2. Jurisdiction and authority of the Income-tax Officer.
3. Applicability of Section 34(3) of the Indian Income-tax Act, 1922.
4. Authority of the Commissioner under Section 33B.
5. Distinction between chargeability and assessment of tax.

Detailed Analysis:

1. Validity of Returns Filed Beyond the Statutory Period:
The primary issue was whether the returns filed by the assessee for the assessment years 1953-54 to 1956-57 on 9th August 1961 were valid. The Tribunal held that these returns were invalid as they were filed beyond the four-year period specified under Section 34(3) of the Income-tax Act. The Tribunal cited the Supreme Court decision in Commissioner of Income-tax v. Raman Chettiar, which established that a return must be filed within the period mentioned in Section 34(3). Consequently, the Tribunal concluded that the returns filed by the assessee for these years were invalid.
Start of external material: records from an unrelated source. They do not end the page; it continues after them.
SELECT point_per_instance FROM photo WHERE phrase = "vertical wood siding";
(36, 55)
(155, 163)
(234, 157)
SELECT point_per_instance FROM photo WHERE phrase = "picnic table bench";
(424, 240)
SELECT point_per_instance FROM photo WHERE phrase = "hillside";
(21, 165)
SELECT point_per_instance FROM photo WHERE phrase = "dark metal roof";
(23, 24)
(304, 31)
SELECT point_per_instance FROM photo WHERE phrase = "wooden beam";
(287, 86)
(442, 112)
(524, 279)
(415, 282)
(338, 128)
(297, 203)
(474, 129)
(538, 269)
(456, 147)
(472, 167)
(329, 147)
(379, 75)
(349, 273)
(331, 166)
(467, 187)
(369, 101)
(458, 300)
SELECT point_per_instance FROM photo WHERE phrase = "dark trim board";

2. Jurisdiction and Authority of the Income-tax Officer:
Mr. Pal, representing the Commissioner, argued that the liability to be assessed arises under Sections 3 and 4, and an assessee can submit to assessment without recourse to the machinery sections. He contended that Section 22 is not the only section under which returns can be made, and an assessee may file returns independently of Section 22. He further argued that the condition attaching to Section 34 does not apply to Section 33B. However, the court rejected this argument, emphasizing that the power to make assessments lapses completely upon the expiry of the periods prescribed in the Income-tax Act.

3. Applicability of Section 34(3) of the Indian Income-tax Act, 1922:
The court reiterated that Section 34(3) imposes a statutory fetter on the income-tax authorities to bring to tax escaped income. This fetter is not for the assessee to relax or waive. The court referred to multiple Supreme Court decisions, including Chatturam v. Commissioner of Income-tax and Commissioner of Income-tax v. Ranchhoddas Karsondas, to emphasize that the period mentioned in Section 34(3) is not merely a period of limitation but a statutory bar to assessment or reassessment beyond the specified period.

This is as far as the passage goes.